On Wed, Jun 8, 2016 at 9:16 PM, Alexander Berntsen <berna...@gentoo.org> wrote:
> It would be wise of us to create a novel way of involving users from
> the ashes of Sunrise.
>
> Here is my suggestion: It would be fruitful to encourage every single
> Gentoo user to have their own repository. And this repository should
> be publicly available.
>
> This way we can merge useful things from people, and they can submit
> pull-requests if they have useful things that are not in the tree.
> Before merging anything to the main tree, ebuilds should of course be
> carefully reviewed. Users could also review each other's ebuilds to
> ensure better quality ebuilds.
>
> This could lead to a future where the Gentoo tree is largely
> superseded. Every user would just have their own repository, where
> they could pick and choose packages from other users. The Gentoo tree
> would just focus on a high-quality repository of the basic/core things
> that everybody needs. Gentoo devs would spend most of their time
> maintaining curated small and useful repositories.
>
>
> While there is some work to be done to facilitate my suggestion, it
> should be a lot less work than Sunrise was. What we need short-term is
> simply documentation where we encourage users to have their own
> repositories that are available online. Next up would be setting
> Portage up to expect a user repository from the get go. The initial
> personal tree could be fork of the Gentoo tree with a remote 'gentoo'
> that they can pull from (emerge could do this automatically). This
> way, users who do not care at all, can just use Gentoo like they do
> today.
>
> The final step is the most difficult (but then again we might never
> get so far). It is two-fold. First we make the core/base repository.
> Then we identify important subsets that can be logically separated
> into repositories, and do this.
>
> Parallel to all this, we should work on tooling. It is unreasonable to
> expect people to be git experts to be effective. The workflows for
> managing user repositories doesn't need the full power of git anyway.
> It would also be good to offer hosting insofar as possible to a set of
> curated repositories we consider to be of high quality.
>
>
> In the end, Gentoo might make a gigantic leap into the future with a
> truly modular distribution. If anyone wants to look at distros that
> get this more right than Gentoo, have a look at e.g. NixOS and Exherbo.
>
> What are your thoughts?

Here's mine:

Make the layman system more open (or have a version of layman that has
more scope e.g. open-layman), but add tags to differentiate stable,
official, or trusted overlays to those which aren't: outdated,
under-provision, etc.  We have to have an open web-based registration
system where users can easily sign-up for their own overlay name which
would be mapped to a supported repository service, like Github.  The
system would time and time check for each repository for activity, and
check for updates.  It would then update the database for packages
which are provided by the overlay.  Note that it doesn't have to
always do repoman-like checks (or maybe it doesn't really have to),
but it could just do it when a user asks for a request, which could be
enqueued, and done only once in every update.
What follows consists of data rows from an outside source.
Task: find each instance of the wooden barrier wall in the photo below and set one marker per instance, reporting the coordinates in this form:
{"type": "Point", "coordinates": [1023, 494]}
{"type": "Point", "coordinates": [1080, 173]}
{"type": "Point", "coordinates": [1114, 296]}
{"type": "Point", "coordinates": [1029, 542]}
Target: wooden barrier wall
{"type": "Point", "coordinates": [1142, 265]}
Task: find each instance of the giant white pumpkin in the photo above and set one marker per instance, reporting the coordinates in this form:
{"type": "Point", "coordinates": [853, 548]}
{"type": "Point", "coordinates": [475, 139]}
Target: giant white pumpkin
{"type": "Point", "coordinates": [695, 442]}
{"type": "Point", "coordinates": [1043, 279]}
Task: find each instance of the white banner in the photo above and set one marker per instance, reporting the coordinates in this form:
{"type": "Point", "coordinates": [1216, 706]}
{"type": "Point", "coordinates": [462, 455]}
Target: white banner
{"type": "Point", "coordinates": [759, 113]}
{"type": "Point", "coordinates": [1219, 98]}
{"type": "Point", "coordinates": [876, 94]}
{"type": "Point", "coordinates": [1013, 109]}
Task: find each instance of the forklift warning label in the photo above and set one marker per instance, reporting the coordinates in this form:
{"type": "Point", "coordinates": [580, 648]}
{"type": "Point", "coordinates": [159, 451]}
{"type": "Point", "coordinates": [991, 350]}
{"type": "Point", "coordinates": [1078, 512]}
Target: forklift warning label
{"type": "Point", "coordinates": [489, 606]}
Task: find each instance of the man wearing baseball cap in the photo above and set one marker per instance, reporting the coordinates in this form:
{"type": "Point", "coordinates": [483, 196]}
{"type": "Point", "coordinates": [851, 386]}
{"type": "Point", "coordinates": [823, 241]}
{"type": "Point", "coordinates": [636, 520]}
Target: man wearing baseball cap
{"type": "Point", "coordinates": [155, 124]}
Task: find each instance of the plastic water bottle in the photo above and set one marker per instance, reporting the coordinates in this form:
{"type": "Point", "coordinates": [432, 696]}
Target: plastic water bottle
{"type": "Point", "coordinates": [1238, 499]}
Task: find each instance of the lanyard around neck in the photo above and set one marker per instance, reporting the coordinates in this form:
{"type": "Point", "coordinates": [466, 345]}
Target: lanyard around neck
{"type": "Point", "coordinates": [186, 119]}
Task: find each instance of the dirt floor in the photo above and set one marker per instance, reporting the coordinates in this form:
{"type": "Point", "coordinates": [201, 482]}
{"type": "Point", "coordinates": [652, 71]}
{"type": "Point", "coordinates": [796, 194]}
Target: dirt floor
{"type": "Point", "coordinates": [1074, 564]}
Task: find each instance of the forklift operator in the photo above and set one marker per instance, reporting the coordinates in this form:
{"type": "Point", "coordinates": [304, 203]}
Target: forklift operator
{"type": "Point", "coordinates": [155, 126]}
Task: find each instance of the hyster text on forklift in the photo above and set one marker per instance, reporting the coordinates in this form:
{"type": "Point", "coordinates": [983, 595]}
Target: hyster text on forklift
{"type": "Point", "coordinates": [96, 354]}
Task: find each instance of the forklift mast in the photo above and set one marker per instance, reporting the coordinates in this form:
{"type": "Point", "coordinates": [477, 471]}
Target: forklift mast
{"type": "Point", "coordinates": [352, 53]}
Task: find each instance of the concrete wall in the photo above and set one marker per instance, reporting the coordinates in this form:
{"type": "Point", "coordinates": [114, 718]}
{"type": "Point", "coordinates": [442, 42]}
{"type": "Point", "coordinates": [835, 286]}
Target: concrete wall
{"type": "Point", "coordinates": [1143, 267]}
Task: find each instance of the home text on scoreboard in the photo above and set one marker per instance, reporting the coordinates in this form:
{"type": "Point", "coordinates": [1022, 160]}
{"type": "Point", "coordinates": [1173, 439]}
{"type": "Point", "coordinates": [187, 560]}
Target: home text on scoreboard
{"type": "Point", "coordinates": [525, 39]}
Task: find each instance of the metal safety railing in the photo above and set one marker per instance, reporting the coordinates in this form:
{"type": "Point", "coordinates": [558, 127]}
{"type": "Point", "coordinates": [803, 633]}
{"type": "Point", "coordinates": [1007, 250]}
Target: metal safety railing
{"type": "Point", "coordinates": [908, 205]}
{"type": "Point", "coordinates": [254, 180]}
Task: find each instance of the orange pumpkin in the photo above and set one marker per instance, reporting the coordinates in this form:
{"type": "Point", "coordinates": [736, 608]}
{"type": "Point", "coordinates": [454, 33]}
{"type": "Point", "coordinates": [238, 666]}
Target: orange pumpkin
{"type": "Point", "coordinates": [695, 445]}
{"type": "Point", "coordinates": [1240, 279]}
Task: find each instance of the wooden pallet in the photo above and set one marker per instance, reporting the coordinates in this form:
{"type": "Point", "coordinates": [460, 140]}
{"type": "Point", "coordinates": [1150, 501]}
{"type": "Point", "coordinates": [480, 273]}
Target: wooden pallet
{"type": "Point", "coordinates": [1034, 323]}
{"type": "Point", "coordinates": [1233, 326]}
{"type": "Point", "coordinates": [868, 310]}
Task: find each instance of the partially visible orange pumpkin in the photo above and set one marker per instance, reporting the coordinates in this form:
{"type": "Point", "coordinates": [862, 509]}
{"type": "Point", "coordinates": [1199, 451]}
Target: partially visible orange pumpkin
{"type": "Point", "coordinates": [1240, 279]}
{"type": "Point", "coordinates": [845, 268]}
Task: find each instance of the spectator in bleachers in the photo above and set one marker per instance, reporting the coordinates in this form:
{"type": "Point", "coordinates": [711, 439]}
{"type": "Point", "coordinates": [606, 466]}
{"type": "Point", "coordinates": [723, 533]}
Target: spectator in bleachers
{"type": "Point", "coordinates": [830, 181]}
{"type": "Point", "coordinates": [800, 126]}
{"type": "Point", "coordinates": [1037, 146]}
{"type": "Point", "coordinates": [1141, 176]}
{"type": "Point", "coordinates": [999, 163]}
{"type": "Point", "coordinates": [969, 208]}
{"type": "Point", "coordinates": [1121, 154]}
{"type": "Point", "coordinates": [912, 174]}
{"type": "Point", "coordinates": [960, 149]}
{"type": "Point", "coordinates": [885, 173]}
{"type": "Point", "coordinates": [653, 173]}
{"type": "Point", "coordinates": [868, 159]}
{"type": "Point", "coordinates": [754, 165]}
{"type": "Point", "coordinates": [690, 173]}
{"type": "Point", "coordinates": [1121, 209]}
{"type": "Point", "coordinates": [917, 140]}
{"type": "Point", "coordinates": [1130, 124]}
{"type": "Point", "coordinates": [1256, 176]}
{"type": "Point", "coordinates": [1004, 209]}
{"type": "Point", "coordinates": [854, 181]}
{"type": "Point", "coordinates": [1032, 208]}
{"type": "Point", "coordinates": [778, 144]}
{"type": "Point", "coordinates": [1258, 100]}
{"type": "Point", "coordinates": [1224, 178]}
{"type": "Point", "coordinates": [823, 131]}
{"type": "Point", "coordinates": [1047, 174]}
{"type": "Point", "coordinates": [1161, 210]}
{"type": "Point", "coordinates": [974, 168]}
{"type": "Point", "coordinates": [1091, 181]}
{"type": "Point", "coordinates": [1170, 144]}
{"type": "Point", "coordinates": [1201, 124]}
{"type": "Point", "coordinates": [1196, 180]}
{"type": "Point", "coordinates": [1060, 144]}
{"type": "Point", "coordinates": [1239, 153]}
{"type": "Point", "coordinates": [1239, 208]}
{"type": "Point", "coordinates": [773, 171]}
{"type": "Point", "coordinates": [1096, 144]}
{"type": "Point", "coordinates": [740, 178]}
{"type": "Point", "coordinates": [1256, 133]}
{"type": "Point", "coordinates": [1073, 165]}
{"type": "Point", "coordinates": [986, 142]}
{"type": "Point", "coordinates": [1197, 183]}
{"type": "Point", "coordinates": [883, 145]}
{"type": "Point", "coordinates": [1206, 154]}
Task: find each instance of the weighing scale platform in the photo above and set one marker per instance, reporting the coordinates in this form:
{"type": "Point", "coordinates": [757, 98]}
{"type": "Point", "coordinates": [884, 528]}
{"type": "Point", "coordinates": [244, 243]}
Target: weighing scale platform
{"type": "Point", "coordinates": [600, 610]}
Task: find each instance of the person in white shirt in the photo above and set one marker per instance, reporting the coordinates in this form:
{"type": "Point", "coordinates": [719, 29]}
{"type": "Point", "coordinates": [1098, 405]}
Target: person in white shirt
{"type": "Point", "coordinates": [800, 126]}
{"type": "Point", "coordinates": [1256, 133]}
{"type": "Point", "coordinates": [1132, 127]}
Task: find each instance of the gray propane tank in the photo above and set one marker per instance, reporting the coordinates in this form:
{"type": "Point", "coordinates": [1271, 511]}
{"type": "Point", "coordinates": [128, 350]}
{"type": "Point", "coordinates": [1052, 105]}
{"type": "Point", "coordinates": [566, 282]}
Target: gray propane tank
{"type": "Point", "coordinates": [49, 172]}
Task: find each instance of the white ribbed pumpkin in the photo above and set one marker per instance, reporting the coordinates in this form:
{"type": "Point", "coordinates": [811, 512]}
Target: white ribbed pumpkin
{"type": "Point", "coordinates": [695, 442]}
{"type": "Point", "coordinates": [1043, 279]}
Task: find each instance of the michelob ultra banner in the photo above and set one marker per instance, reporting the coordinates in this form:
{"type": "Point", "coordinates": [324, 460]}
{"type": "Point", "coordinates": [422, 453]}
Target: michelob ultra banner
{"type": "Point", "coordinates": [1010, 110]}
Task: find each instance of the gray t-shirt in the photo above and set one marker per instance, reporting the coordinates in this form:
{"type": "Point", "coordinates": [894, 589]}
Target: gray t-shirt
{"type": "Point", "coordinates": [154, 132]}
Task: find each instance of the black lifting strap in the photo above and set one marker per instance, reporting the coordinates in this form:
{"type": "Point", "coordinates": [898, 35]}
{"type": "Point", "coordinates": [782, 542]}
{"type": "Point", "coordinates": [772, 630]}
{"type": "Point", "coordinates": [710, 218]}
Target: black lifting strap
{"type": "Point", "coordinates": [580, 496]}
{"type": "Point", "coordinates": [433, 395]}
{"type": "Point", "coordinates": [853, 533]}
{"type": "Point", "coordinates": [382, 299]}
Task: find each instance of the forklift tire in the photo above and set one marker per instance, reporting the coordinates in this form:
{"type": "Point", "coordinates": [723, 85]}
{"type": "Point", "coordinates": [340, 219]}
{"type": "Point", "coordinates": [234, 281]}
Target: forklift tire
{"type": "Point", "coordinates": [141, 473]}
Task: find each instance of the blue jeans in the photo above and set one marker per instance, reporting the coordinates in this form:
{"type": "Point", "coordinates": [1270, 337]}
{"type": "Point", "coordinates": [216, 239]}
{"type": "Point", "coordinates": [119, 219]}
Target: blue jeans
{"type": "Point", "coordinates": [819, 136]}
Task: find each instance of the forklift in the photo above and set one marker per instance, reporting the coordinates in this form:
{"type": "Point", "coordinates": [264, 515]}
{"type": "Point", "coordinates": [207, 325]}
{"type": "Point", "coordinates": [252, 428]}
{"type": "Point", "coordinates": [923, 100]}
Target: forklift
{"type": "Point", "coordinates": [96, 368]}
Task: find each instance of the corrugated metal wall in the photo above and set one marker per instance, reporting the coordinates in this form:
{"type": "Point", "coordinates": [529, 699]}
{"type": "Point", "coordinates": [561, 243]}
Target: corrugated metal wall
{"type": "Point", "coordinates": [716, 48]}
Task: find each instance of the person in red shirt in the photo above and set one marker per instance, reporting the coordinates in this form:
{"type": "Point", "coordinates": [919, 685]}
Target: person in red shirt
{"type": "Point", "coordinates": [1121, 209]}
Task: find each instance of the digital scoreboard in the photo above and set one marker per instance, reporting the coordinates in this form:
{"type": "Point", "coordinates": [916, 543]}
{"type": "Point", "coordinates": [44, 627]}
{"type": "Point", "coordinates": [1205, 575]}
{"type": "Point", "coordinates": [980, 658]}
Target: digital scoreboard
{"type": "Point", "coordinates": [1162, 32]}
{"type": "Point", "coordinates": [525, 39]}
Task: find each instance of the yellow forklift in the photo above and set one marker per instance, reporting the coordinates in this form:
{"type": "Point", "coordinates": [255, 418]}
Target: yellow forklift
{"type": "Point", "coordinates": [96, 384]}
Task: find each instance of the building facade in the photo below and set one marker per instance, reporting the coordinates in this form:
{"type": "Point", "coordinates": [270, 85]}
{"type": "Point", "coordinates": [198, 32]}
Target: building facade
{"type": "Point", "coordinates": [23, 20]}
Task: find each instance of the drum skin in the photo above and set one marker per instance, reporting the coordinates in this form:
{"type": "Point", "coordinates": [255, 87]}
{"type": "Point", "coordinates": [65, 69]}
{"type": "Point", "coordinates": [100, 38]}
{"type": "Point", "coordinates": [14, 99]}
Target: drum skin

With an open system, users would be encouraged to contribute since
even if their works would not be accepted to be merged into the
official repo, it would still be available to the public for anyone to
use - where people could also easily find it.

Everything about security should already be obvious.  You can warn
users, mask user overlays by default, etc.  If we want, we can have a
comment and upvote system for every package in every overlay where
each is only dynamically created in the database if an upvote,
downvote, or comment is made.

If we are also concerned about overlay names that should only be used
officially, we should warn users that if possible, they should only
use unique names, and avoid common names, and tell them that we could
take their names for official use if we want to, granting their name
is arguably not unique.

Transfer of a package to an official repository:

If an official dev chooses to pull a package from a user overlay,
automatically it should mean that he or another dev would take place
in maintaining that package.  This would prevent the issue of
unmaintained packages, and dependencies among user overlays.

Now some people might question this since it might just drive people
to become normal contributors, and not official, but I think it's more
helpful to the system than not, since it adds more activity, and a lot
of users don't intend to become an official dev anyway.  Besides,
people can still become an official dev on later time if they would
want to, or they can be persuaded to become one.